In Python, what is `sys.maxsize`? - python

I assumed that this number ( 2^63 - 1 ) was the maximum value python could handle, or store as a variable. But these commands seem to be working fine:
>>> sys.maxsize
9223372036854775807
>>> a=sys.maxsize + 1
>>> a
9223372036854775808
So is there any significance at all? Can Python handle arbitrarily large numbers, if computation resoruces permitt?
Note, here's the print-out of my version is:
>>> sys.version
3.5.2 |Anaconda custom (64-bit)| (default, Jul 5 2016, 11:41:13) [MSC v.1900 64 bit (AMD64)]'

Python can handle arbitrarily large integers in computation. Any integer too big to fit in 64 bits (or whatever the underlying hardware limit is) is handled in software. For that reason, Python 3 doesn't have a sys.maxint constant.
The value sys.maxsize, on the other hand, reports the platform's pointer size, and that limits the size of Python's data structures such as strings and lists.

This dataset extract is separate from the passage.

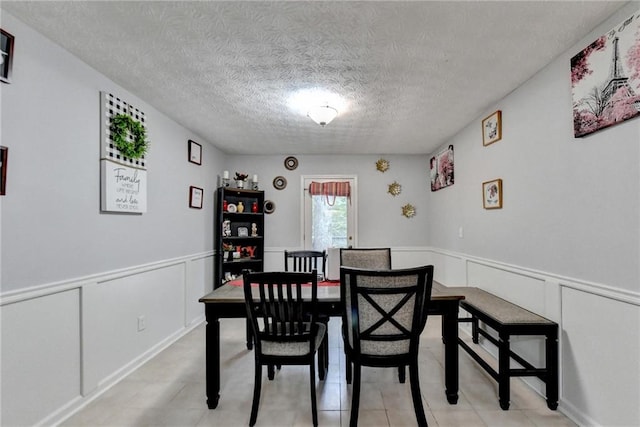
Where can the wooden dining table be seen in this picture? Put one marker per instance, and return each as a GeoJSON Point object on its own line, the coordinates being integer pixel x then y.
{"type": "Point", "coordinates": [227, 301]}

Documentation for sys.maxsize:
An integer giving the maximum value a variable of type Py_ssize_t can take. It’s usually 2**31 - 1 on a 32-bit platform and 2**63 - 1 on a 64-bit platform. python3
The largest positive integer supported by the platform’s Py_ssize_t type, and thus the maximum size lists, strings, dicts, and many other containers can have. python2
What is Py_ssize_t?
It is an index type (number type for indexing things, like lists). It is the signed version of size_t (from the C language).
We don't use a normal number/ int, because this is unbounded in Python.
In Python, we don't use size_t because we want to support negative indexing, in Python we can do my_list[-4:]. So Py_ssize_t provides negative and positive numbers between a range.
The _t stands for type, to inform developers that size_t is a type name, not a variable. Just a convention.
So what is the effect of having a limit on Py_ssize_t? Why does this limit list, strings, dict size?
There is no way to index a list with an element larger than this. The list cannot get bigger than this, because it won't accept a non Py_ssize_t.
In the dictionary case, Py_ssize_t is used as the hash. Python doesn't use linked lists in its dictionary implementation, it uses Open Addressing/ probing, where if a collision is found, we a systematic way of getting another place to find the key and put the value. So you can't have more than Py_ssize_t in a dictionary in Python.
In all practical cases (64 bit machines aka. probably you), you will run out of memory before you max out Py_ssize_t. Trying dict.fromkeys(range(sys.maxsize + 5)) never got there, it just slowed my computer down.

Related

What is the largest value Python 3's int can hold?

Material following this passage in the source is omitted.